ブラック・ベティ




題名:ブラック・ベティ
原題:Black Betty (1994)
作者:Walter Mosley
訳者:坂本憲一
発行:早川書房 1996.1.31 初版
価格:\2,000


 本シリーズの主人公イージー・ローリンズとのつきあいもそろそろ長くなるかなと思いきや、この作品でまだ4作目とは、意外に短い。そういう気がするのも、作中の時間経過ばかりがいやに早く、新作を手に取るたびに、イージーや彼を取り巻く環境が大きく変貌しているからなのかもしれない。

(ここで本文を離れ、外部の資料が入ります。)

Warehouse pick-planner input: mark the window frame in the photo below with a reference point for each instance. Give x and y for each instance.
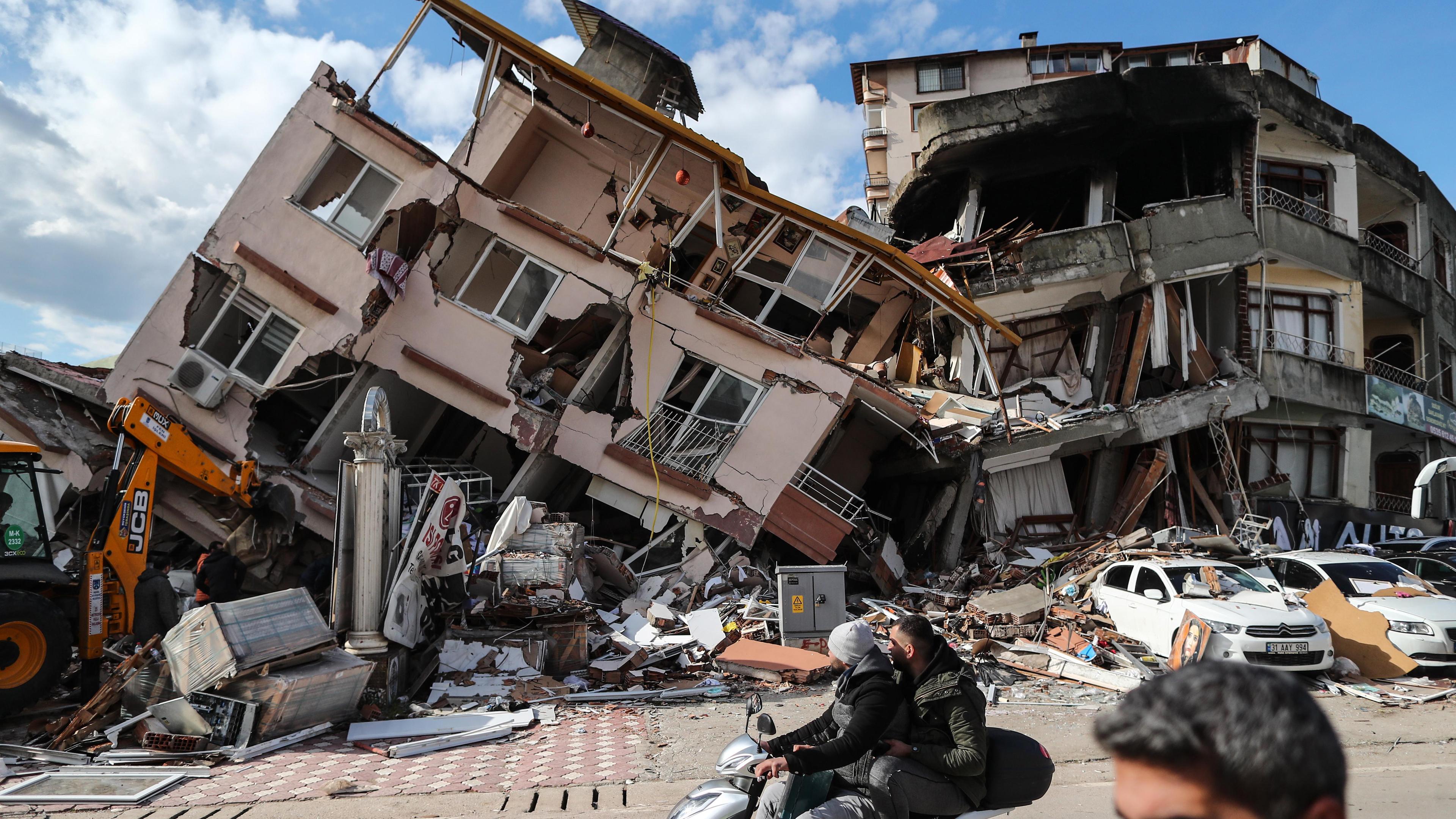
(784, 289)
(1293, 433)
(253, 337)
(1440, 250)
(1263, 168)
(915, 116)
(525, 334)
(318, 168)
(941, 66)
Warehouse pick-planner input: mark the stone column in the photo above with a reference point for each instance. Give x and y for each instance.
(373, 451)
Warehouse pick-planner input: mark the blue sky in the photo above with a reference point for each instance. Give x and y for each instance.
(124, 124)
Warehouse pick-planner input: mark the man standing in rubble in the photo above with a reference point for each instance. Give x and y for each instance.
(867, 709)
(219, 576)
(1224, 741)
(941, 770)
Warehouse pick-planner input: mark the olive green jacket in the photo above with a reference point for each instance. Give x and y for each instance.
(948, 722)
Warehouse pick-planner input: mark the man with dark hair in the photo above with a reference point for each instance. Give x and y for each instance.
(156, 601)
(1224, 741)
(943, 769)
(219, 576)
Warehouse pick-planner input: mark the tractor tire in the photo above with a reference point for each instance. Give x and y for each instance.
(36, 648)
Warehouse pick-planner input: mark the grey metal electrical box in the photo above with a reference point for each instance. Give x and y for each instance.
(811, 604)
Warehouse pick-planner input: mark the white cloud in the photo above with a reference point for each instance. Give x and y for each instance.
(282, 8)
(124, 130)
(759, 102)
(567, 46)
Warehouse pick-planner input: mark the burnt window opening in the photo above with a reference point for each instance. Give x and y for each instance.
(563, 353)
(1050, 202)
(1308, 455)
(1305, 183)
(1173, 167)
(1395, 473)
(1392, 232)
(1394, 350)
(286, 420)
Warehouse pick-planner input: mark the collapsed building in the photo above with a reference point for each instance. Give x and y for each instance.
(587, 304)
(1232, 298)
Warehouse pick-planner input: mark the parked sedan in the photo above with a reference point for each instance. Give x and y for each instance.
(1436, 568)
(1148, 598)
(1423, 627)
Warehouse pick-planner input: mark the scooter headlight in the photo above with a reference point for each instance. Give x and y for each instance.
(691, 805)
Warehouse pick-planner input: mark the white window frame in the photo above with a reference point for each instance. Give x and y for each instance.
(253, 337)
(328, 222)
(784, 289)
(523, 333)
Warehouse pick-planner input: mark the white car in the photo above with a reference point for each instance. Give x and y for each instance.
(1148, 598)
(1421, 627)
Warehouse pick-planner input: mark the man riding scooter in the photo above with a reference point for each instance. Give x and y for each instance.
(941, 772)
(867, 709)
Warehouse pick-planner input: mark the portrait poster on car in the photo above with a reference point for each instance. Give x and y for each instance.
(1189, 643)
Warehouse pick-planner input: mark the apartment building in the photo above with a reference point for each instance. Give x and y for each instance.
(894, 93)
(587, 304)
(1227, 288)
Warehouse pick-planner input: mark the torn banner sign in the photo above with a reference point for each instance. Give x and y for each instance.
(431, 576)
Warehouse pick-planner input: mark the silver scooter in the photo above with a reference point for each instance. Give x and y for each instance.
(736, 793)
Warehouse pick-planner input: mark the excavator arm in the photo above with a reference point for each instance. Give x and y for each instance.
(146, 441)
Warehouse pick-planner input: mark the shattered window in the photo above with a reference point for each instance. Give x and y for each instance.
(940, 76)
(348, 193)
(248, 336)
(510, 288)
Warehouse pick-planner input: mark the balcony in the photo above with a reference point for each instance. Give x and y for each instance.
(1401, 505)
(1311, 372)
(1390, 251)
(1395, 375)
(683, 442)
(1295, 206)
(1310, 347)
(828, 493)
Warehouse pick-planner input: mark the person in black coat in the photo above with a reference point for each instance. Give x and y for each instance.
(219, 576)
(868, 709)
(155, 599)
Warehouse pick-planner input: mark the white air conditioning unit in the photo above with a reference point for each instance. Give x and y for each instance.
(201, 378)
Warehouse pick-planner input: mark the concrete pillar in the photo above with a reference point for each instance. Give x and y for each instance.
(1104, 486)
(953, 532)
(375, 449)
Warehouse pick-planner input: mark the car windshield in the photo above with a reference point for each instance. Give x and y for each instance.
(1231, 579)
(22, 530)
(1366, 577)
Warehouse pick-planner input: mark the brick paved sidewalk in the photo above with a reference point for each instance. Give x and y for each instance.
(603, 745)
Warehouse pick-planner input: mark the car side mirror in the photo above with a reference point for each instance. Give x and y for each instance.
(766, 725)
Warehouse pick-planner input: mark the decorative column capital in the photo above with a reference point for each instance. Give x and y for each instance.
(375, 447)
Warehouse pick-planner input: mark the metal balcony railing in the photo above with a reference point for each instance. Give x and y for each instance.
(685, 442)
(1400, 505)
(1273, 197)
(1388, 251)
(1311, 347)
(832, 496)
(1395, 375)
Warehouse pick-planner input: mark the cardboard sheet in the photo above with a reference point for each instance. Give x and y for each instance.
(1357, 634)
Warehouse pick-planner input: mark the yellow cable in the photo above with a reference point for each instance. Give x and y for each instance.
(651, 455)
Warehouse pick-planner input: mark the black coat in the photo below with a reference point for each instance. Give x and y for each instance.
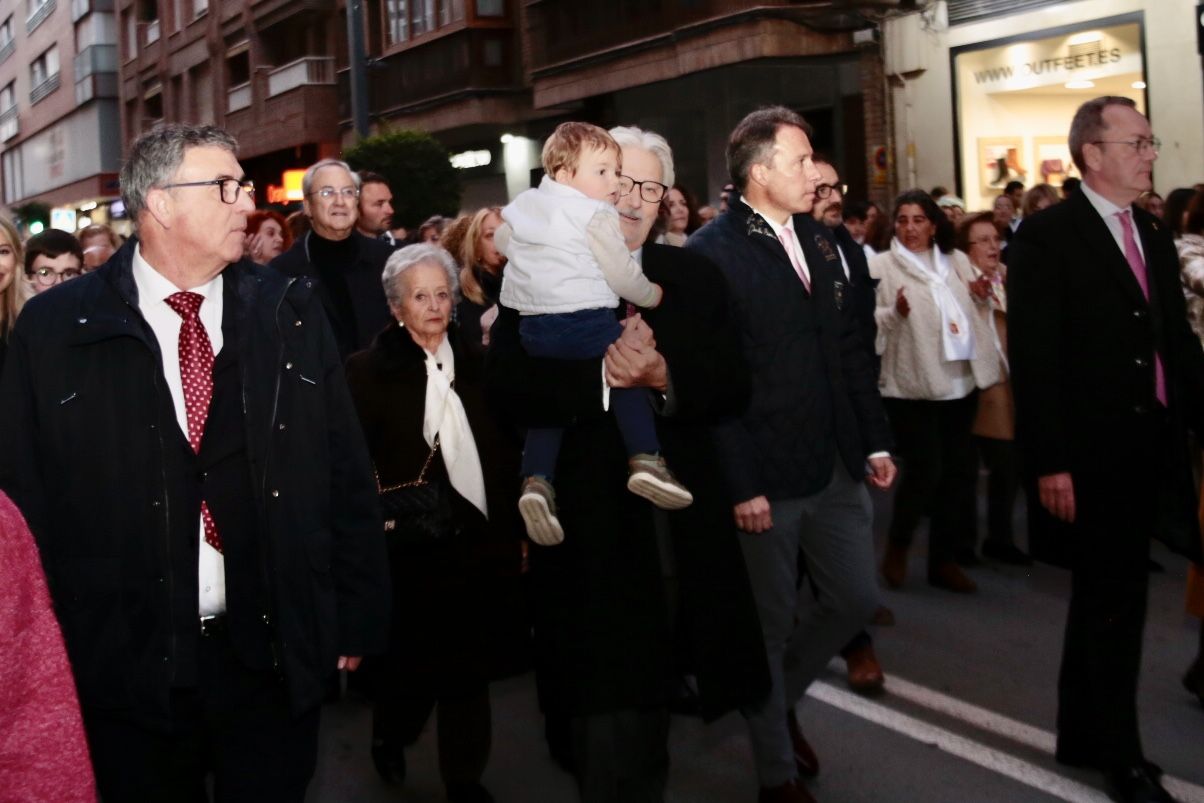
(1081, 347)
(82, 456)
(602, 626)
(458, 607)
(863, 287)
(772, 449)
(360, 311)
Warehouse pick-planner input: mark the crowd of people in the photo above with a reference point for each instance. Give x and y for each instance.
(597, 423)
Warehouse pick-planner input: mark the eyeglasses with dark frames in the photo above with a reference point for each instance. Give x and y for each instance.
(48, 277)
(228, 188)
(649, 190)
(824, 190)
(1144, 147)
(346, 193)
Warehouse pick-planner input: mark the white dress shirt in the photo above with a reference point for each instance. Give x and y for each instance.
(165, 323)
(1108, 211)
(777, 232)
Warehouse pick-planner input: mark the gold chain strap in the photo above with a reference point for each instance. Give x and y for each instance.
(422, 474)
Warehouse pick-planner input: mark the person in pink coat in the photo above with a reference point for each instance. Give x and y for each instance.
(43, 754)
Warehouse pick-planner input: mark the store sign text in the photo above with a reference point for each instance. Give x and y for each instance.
(1043, 66)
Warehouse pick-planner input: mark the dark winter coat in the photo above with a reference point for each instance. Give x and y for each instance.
(778, 447)
(458, 608)
(603, 641)
(354, 302)
(84, 446)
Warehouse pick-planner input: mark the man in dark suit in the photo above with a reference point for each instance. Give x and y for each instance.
(178, 434)
(795, 460)
(635, 596)
(343, 264)
(1108, 377)
(863, 671)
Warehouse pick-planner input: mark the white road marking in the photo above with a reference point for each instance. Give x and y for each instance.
(986, 720)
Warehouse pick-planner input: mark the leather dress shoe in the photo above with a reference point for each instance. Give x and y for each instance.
(1005, 553)
(895, 566)
(789, 792)
(950, 578)
(1137, 784)
(806, 760)
(863, 671)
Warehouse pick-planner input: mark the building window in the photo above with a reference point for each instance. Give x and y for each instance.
(43, 75)
(1015, 102)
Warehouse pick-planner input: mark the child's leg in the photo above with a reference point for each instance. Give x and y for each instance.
(541, 450)
(637, 424)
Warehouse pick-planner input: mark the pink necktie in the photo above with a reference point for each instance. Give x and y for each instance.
(196, 376)
(788, 242)
(1133, 254)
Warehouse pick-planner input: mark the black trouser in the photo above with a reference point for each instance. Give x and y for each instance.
(464, 722)
(623, 756)
(939, 472)
(236, 724)
(1003, 483)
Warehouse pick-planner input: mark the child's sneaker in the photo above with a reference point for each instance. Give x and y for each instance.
(653, 479)
(537, 505)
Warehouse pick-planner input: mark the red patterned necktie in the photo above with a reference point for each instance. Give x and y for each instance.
(196, 376)
(1137, 264)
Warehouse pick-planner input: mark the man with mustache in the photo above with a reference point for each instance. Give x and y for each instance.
(344, 264)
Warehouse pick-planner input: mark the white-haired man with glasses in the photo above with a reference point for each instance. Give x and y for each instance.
(344, 264)
(1108, 378)
(179, 437)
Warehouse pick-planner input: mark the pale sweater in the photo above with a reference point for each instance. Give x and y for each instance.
(912, 347)
(566, 254)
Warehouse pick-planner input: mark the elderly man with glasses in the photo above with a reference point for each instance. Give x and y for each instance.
(344, 263)
(633, 595)
(177, 431)
(1108, 378)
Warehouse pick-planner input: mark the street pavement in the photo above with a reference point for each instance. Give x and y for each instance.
(967, 715)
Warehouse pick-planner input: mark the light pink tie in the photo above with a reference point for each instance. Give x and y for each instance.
(1133, 255)
(788, 242)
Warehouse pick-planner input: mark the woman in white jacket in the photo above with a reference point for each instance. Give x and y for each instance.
(937, 350)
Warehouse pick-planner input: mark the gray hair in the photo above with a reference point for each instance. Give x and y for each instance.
(307, 179)
(157, 155)
(629, 136)
(403, 259)
(753, 140)
(1089, 125)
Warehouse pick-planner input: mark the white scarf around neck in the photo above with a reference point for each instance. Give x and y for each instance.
(956, 330)
(443, 415)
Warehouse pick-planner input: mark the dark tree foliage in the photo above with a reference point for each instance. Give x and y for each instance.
(422, 178)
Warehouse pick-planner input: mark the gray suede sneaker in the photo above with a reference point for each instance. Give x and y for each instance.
(653, 479)
(537, 505)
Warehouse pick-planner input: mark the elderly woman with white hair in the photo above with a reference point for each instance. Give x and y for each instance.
(419, 400)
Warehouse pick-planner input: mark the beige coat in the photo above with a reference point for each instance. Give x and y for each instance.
(912, 347)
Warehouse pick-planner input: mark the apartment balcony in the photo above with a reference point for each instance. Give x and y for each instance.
(9, 123)
(43, 89)
(308, 71)
(81, 9)
(293, 106)
(470, 62)
(40, 15)
(271, 12)
(238, 98)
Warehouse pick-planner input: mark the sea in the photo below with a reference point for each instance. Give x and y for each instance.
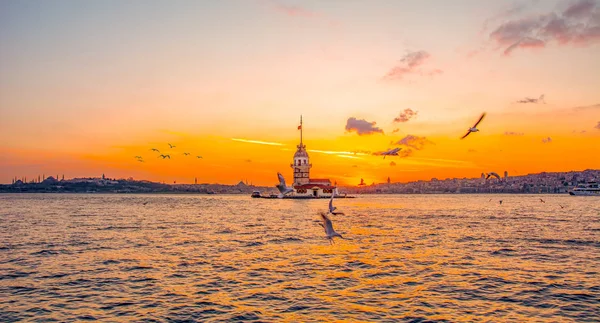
(231, 258)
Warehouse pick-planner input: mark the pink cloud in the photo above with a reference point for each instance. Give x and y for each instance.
(578, 24)
(414, 142)
(406, 115)
(410, 64)
(362, 127)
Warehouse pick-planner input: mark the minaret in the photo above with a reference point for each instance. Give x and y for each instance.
(301, 165)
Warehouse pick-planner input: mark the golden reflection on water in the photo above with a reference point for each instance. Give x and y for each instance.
(216, 258)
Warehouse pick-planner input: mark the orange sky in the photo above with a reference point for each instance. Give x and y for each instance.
(83, 91)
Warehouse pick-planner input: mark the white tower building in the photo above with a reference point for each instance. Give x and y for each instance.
(301, 163)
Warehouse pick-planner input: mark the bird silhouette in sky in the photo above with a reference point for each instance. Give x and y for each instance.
(474, 128)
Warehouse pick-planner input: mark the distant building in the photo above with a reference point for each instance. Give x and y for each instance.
(303, 184)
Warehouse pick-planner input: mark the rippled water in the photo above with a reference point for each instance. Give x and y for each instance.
(232, 258)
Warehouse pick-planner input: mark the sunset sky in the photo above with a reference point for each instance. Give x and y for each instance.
(87, 85)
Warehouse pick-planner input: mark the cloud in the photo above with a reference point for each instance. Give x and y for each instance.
(337, 152)
(405, 153)
(532, 100)
(578, 24)
(406, 115)
(587, 107)
(409, 64)
(579, 9)
(362, 127)
(258, 142)
(415, 142)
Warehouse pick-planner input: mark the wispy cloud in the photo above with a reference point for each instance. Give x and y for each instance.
(362, 127)
(258, 142)
(406, 115)
(578, 24)
(410, 64)
(414, 142)
(532, 100)
(335, 152)
(587, 107)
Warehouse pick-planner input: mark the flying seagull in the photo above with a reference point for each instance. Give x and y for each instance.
(492, 174)
(328, 226)
(283, 189)
(474, 128)
(333, 208)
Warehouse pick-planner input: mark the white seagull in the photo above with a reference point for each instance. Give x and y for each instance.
(328, 226)
(391, 152)
(283, 189)
(474, 128)
(333, 208)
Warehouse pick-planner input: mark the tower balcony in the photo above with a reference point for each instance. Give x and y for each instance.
(294, 165)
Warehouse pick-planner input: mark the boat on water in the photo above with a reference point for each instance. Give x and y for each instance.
(587, 189)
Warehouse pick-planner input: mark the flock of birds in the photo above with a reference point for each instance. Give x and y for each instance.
(394, 151)
(163, 155)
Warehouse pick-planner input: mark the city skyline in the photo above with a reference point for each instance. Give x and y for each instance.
(87, 86)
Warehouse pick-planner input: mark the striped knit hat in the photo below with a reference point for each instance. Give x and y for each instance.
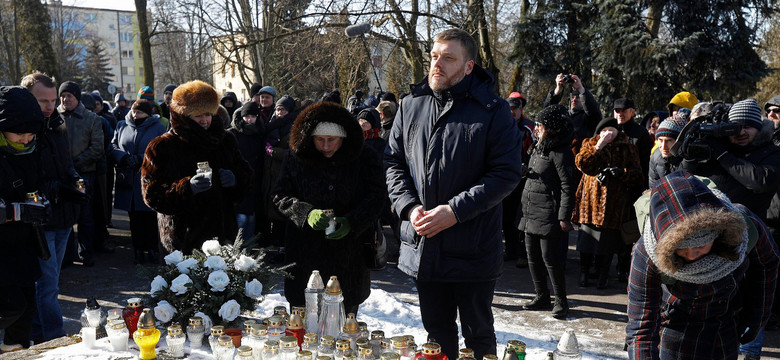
(746, 112)
(146, 93)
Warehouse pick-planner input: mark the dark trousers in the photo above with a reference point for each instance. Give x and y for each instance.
(441, 303)
(544, 256)
(17, 308)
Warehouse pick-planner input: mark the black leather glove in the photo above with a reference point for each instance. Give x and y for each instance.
(614, 171)
(200, 183)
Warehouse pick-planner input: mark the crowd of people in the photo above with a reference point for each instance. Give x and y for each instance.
(686, 198)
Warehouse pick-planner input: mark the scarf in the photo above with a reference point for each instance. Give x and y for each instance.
(709, 268)
(15, 148)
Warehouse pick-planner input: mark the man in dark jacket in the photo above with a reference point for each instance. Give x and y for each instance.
(583, 107)
(451, 159)
(60, 187)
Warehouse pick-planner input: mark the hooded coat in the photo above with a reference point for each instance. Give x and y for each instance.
(748, 174)
(351, 183)
(461, 148)
(606, 205)
(187, 220)
(681, 309)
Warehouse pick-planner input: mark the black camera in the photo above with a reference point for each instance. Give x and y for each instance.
(714, 123)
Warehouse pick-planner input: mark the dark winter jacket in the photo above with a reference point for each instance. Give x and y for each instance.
(608, 204)
(661, 166)
(85, 137)
(458, 148)
(251, 144)
(699, 319)
(59, 176)
(584, 118)
(170, 161)
(748, 174)
(351, 183)
(131, 139)
(236, 104)
(548, 195)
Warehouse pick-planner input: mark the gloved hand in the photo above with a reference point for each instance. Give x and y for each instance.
(318, 220)
(614, 171)
(342, 230)
(227, 178)
(717, 146)
(32, 213)
(200, 183)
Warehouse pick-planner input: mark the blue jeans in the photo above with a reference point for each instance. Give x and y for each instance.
(47, 324)
(754, 347)
(246, 222)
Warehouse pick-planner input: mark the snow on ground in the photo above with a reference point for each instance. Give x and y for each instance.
(383, 311)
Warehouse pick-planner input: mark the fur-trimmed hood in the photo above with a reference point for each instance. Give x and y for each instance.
(302, 142)
(680, 206)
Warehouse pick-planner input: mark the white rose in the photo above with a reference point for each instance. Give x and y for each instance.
(179, 284)
(174, 258)
(158, 284)
(218, 280)
(253, 289)
(244, 263)
(164, 311)
(185, 266)
(229, 310)
(206, 320)
(215, 263)
(211, 247)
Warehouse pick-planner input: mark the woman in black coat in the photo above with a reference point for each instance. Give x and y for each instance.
(329, 168)
(21, 237)
(548, 200)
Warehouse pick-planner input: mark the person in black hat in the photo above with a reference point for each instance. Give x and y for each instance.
(21, 120)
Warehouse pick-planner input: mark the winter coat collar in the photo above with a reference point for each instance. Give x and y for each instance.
(478, 85)
(681, 205)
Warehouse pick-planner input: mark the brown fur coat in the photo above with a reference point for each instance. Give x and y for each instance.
(609, 204)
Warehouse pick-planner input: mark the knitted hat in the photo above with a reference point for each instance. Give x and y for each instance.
(146, 93)
(251, 108)
(143, 105)
(267, 90)
(19, 111)
(746, 112)
(672, 126)
(70, 87)
(254, 89)
(195, 98)
(683, 99)
(329, 129)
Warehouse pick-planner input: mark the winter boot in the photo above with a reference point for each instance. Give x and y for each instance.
(540, 302)
(561, 308)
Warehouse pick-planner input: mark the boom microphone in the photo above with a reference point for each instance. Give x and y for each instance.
(357, 29)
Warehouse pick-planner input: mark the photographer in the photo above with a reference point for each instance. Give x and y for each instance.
(583, 107)
(21, 120)
(744, 165)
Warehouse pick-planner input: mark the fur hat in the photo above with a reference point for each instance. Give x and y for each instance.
(72, 88)
(195, 98)
(746, 112)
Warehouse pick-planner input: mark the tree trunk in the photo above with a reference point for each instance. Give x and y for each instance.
(146, 44)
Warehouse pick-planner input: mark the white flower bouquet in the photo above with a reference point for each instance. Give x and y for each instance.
(218, 282)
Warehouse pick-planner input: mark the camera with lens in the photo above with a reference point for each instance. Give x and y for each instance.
(714, 123)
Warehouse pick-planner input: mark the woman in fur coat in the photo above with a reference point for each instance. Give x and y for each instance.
(548, 196)
(329, 168)
(610, 172)
(194, 207)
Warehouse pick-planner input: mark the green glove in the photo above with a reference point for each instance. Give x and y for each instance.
(318, 220)
(342, 230)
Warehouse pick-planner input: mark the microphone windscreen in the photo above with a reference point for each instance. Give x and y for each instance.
(357, 29)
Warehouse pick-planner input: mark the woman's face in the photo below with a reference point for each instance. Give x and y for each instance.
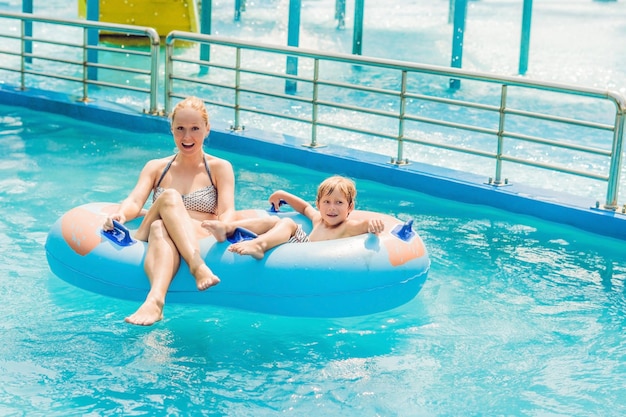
(189, 130)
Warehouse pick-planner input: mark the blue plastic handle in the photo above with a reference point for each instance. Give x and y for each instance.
(404, 231)
(241, 234)
(119, 235)
(275, 209)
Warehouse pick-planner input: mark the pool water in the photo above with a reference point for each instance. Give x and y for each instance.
(517, 316)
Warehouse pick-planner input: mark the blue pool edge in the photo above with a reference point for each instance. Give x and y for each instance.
(439, 182)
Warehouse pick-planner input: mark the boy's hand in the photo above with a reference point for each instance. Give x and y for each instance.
(375, 226)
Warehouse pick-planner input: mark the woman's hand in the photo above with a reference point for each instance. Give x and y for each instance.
(375, 226)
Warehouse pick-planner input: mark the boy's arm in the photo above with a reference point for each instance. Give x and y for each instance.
(360, 227)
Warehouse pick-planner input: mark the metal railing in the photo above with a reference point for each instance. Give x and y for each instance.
(409, 106)
(251, 83)
(37, 49)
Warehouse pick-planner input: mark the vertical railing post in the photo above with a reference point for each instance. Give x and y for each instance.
(458, 31)
(93, 38)
(525, 39)
(615, 167)
(237, 125)
(205, 28)
(314, 109)
(240, 6)
(293, 39)
(400, 160)
(357, 37)
(340, 13)
(500, 146)
(27, 7)
(86, 32)
(169, 67)
(22, 56)
(155, 46)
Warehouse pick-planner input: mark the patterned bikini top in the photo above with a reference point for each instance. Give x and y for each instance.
(203, 200)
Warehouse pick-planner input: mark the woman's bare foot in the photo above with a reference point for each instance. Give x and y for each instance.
(149, 313)
(217, 229)
(205, 278)
(248, 247)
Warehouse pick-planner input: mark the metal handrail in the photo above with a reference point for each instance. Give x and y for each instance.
(403, 94)
(398, 120)
(86, 64)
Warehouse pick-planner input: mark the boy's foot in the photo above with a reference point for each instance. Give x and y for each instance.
(149, 313)
(205, 278)
(248, 247)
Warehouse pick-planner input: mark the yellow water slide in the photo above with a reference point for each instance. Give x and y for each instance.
(163, 15)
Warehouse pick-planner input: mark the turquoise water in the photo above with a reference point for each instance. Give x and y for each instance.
(517, 317)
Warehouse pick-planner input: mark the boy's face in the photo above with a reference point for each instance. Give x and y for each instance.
(334, 208)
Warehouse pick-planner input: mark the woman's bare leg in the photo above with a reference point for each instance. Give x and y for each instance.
(284, 229)
(161, 263)
(221, 230)
(170, 209)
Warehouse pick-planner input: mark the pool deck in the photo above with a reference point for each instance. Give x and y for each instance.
(439, 182)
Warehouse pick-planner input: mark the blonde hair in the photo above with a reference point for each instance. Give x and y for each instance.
(193, 103)
(343, 184)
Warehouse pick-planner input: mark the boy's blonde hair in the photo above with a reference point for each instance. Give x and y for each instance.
(194, 103)
(343, 184)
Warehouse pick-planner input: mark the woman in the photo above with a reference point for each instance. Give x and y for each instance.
(188, 188)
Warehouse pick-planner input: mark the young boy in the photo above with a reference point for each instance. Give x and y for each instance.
(335, 201)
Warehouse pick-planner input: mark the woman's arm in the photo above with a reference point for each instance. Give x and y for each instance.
(224, 179)
(132, 206)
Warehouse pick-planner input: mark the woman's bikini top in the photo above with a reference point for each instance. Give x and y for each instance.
(203, 200)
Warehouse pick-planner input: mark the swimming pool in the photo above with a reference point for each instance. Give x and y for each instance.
(517, 317)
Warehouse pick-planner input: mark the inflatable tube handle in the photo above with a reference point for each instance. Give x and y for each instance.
(119, 235)
(275, 209)
(404, 231)
(241, 234)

 本作の冒頭も、いきなり五年も前の、親友マウスの殺人を目撃する悪夢に、幕を切る。この悪夢が、この作品の最後までイージーにつきまとうのだが、これとメイン・ストーリーの「ベティ探し」が絡んで、相変わらず一級品のハードボイルドの香り。上質で、人間臭く、そしてモズリィならではのオリジナリティが健在の一冊である。こういう本にこそ、いくらつぎ込んでも惜しくないと、ぼくなら言える。

 個人的にはシリーズ最高作と言い切れる構成の見事さであった。それを支えるのは、筆遣いの巧さもさることながら、あくまでこちらの感性にいきなり訴えてくる人間臭さ。育ての親をイージーが自主的に引き受けており、傷だらけの子供たちとの交情のシーンとなると、シンプルなぼくなどは、どうしてもぐいぐい胸を揺さぶられてしまうのだが、このあたりは若い人よりは、むしろ中年以上の世代向けに用意された感動なのかもしれない。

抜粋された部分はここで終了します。